Just skimming the code, this is an impressive piece of work, probably one of the most comprehensive open source ASR implementations using deep learning I've seen yet. It certainly looks correct based on the careful documentation (English comments would also help), but the most important part is providing a pre-trained model. Validating TF code can be an expensive and painstaking process, and if you have the weights, then sharing them proves that your net works. Saying this seems obvious, but very few open source implementations actually take that step, for whatever reason (not sure why).


I suspect that the size of the weights file might have to do something with that. 500M+ is not strange and if enough people hit your small VPS or Amazon account that can either cause you to be rate capped, go down or go broke.

It would be nice if a universal 'model+dataset+weights' sharing service would spring into being.


Seems like this is a perfect place to use Bittorrent: a large, desirable file for which you own the distribution permissions.


Yeah, that seems really obvious now that you say it. Not sure if there is such a thing as a cheap seedbox around.


If you quantize the model, you already get a factor of 8 reduction in model size, and GitHub Releases allows files up to 2 GB.


>It would be nice if a universal 'model+dataset+weights' sharing service would spring into being.
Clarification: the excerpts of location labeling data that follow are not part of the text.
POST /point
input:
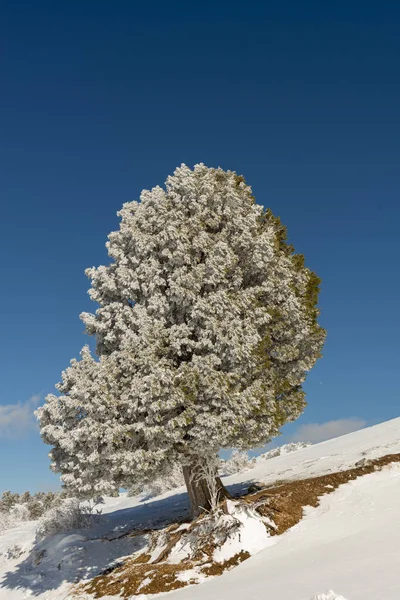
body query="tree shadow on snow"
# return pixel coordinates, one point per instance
(81, 554)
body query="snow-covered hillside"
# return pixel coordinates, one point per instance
(345, 548)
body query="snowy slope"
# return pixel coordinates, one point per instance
(348, 544)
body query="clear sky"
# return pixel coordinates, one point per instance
(101, 99)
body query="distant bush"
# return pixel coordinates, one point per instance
(70, 514)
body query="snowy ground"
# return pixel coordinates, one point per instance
(348, 544)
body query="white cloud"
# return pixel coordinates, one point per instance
(17, 419)
(319, 432)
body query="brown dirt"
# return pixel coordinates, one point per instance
(216, 569)
(282, 503)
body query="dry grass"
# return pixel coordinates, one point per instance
(282, 503)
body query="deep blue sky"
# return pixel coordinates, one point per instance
(101, 99)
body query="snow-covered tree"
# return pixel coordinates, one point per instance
(206, 329)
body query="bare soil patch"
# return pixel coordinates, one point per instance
(282, 503)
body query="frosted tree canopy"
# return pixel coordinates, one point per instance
(206, 327)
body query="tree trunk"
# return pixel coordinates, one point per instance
(204, 487)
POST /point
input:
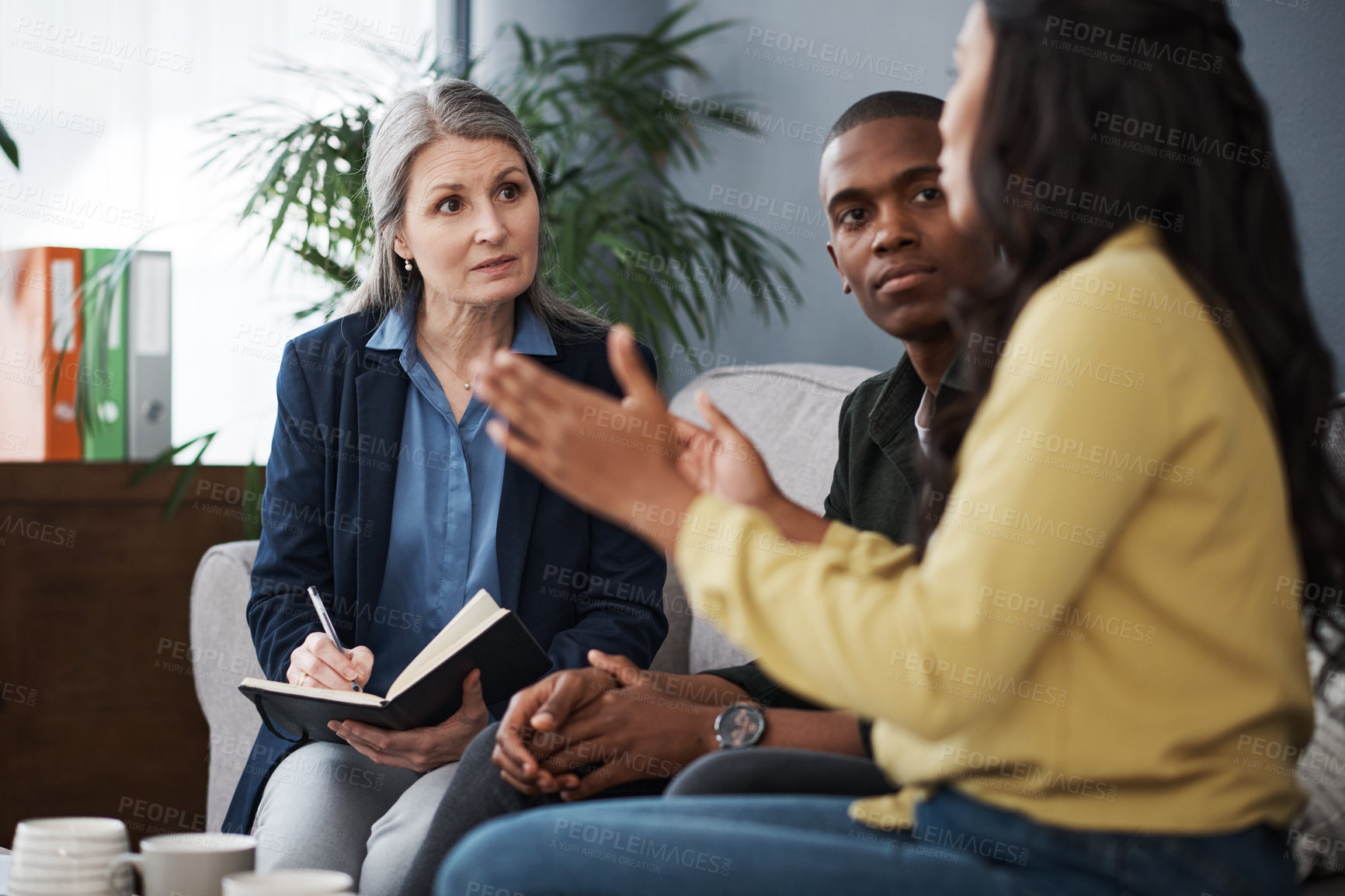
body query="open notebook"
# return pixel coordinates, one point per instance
(481, 635)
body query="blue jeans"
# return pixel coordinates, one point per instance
(733, 846)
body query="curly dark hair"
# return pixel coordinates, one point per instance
(1054, 70)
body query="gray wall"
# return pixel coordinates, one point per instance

I've asked for this multiple times and yet every time someone comes out of the woodwork saying it's been done or that nobody would use it.

People usually link to the Caffe model zoos or something like this (potentially unsafe according to Chrome) https://www.gradientzoo.com/


The weights are also useful to build on, as an initialisation for a related task, or to look for semantic vectors without having to do the (often lengthy) training oneself.

I second your call for more publishing of trained models as well as source code and applaud the OP for doing so.

Great post.


I know nothing about ML, but I'm willing to read manuals, write scripts, and deal with tedious technical stuff; is it feasible to use[1] this without really understanding how it works?

[1] "Use" being defined as having short spoken phrases[2] trigger my scripts. [2] I'm willing to accept significant restrictions on the nature of these phrases, such as intentionally making them sound very different.


Alternatives for the reference:

https://github.com/mozilla/DeepSpeech

https://github.com/pannous/tensorflow-speech-recognition

https://github.com/buriburisuri/speech-to-text-wavenet


Nice! Just curious, is the git repo all one needs in order to run text to speech on his PC? How accurate is this thing? Is there a demo somewhere perhaps?


Good job! How much time did it take to train this model? I've heard TensorFlow is slow comparing to the other toolkits.


how does one evaluate an utterance?